AI Is rewriting tech careers – Can educators keep up?

With AI roles expanding 3.6 times faster than other jobs, tech educators must pivot from static curricula to teaching adaptive learning or risk leaving students behind

With AI roles expanding 3.6 times faster than other jobs, tech educators must pivot from static curricula to teaching adaptive learning or risk leaving students behind

9 Jul 2025, 5:37

Despite the global technology market’s sluggish recovery following widespread layoffs, recent data shows bright spots in the UK tech market that educators can help their students take advantage of. But that is only true if they successfully pivot to new growth areas.  

AI rewriting roles

AI has transformed tech jobs in just two years, changing demands on both bootcamps and computer science degrees.

Roles such as prompt engineer, highly sought after in 2022, are almost nonexistent today.  Conversely solutions architects, once considered “tech-adjacent”, now command a higher salary than full-stack developers.

Tech educators are struggling to keep pace. Computer science degrees still emphasise programming theory fundamentals, while coding bootcamps that focus on drilling static languages are closing down.

Both approaches risk irrelevance in a market where skill demands are evolving rapidly.

AI trainer, AI data specialist, and AI security specialist are now the top roles companies plan to add in 2025, according to Microsoft’s survey of 31,000 employers.

Only the tech sector is experiencing such relentless, AI-driven turnover in required skills. AI-related roles are expanding 3.6 times faster than the average UK job, with skill requirements evolving 25 per cent faster than other sectors.

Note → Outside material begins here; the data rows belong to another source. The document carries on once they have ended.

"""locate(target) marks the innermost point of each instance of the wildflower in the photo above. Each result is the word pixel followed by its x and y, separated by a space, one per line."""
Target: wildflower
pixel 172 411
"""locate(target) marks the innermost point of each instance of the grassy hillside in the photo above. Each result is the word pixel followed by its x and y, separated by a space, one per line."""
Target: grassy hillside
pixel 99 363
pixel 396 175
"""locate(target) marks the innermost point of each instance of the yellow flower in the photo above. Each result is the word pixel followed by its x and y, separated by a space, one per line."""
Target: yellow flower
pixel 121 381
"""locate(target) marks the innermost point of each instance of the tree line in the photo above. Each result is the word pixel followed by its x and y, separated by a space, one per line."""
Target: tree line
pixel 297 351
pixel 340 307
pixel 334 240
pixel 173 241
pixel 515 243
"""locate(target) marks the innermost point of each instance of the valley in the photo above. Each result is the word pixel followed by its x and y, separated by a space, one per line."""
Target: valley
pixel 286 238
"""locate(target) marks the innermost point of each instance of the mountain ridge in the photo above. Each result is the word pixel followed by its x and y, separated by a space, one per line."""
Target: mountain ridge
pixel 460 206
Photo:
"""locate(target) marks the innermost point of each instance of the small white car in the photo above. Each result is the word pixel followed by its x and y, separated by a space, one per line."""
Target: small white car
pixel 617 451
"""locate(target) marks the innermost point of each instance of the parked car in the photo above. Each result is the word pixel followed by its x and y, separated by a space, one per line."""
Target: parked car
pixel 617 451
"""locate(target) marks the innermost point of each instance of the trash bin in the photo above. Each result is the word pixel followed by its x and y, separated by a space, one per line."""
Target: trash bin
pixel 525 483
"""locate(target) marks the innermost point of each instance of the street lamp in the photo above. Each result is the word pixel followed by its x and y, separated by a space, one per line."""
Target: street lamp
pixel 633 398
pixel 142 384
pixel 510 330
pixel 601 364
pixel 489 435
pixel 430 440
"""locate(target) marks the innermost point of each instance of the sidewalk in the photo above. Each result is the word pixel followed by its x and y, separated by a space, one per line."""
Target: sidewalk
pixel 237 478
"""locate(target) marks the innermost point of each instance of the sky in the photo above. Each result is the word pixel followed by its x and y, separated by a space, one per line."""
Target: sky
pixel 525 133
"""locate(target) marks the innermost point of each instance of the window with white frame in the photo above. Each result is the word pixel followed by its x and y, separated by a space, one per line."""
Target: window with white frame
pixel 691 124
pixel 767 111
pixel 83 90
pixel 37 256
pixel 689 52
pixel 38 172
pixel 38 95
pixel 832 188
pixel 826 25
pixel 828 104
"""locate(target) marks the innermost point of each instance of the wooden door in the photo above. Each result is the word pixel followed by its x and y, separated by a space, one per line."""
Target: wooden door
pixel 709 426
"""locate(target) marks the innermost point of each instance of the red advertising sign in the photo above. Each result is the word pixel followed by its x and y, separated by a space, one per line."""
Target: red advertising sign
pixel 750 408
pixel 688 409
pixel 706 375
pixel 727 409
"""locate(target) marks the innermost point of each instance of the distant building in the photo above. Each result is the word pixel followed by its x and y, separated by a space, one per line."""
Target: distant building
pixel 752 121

Today’s skills are yesterday’s news, meaning an educational shift to instilling students with the capacity to teach themselves new frameworks – according to market demands – is now more valuable to students than teaching transient skill sets.

Surging salaries

While the picture appears disheartening, for aspiring technologists and tech educators there are enormous opportunities in pivoting to this new capacities-based learning approach with AI – both in increased recruitment and higher salaries.

Demand for AI specialists has tripled in the UK. The average UK salary in AI-based roles stands at £77,781 a year – 64 per cent higher than the UK average. AI-skilled candidates command salaries up to 40 per cent higher than their peers.

This is due to all industries looking to incorporate AI alongside a lack of AI-skilled workers in the UK, with 78 per cent of tech employers struggling to find qualified talent.

This provides an open goal for those tech educators who can help learners fill that gap.

Pivot fast but think long-term

Alternative education programmes and universities are already shifting, but at different speeds. Bootcamps are moving from a Javascript-heavy focus to Python and other AI-relevant languages, benefiting from shorter iteration cycles to help them adapt to industry shifts.

Some have introduced AI and machine learning which sits within a wider approach to teaching under-the-hood mental models creating autonomous engineers.

In contrast, universities have been slower to adapt, although some are making the leap.

The University of York now offers a BSc in computer science with AI, with modules on machine learning, robotics and deep learning. And the Universities of Kent and Bristol are introducing AI degrees this year. However, after three years of study, it’s impossible to say what will be relevant in the field upon graduation with the increasing pace of tech innovation.

But the real opportunity is teaching students deep mental models that allow them to master any new framework or tech stack that arises, without needing to go back into education to upskill when the landscape changes again.

Data from 2025 shows that 70.1 per cent of full-time Codesmith graduates landed jobs within a year, with total compensation equivalent to £82,372.

With more relaxed attitudes to employees without degrees, bootcamps have the edge; 38 per cent of hiring professionals now say degrees aren’t important at all versus 19 per cent who said they are very important.

A new frontier

The World Economic Forum’s 2025 Future of Jobs report states that while AI is a disruptive force leading to an overall decline in jobs, technology-related roles are the fastest-growing jobs.

With the government’s drive to boost AI capabilities, appetite for AI-skilled technologists is soaring. Given the nation’s stagnant wages across most industries, tech educators who can bring students into this growing market offer a career and job security that exists almost nowhere else in the UK.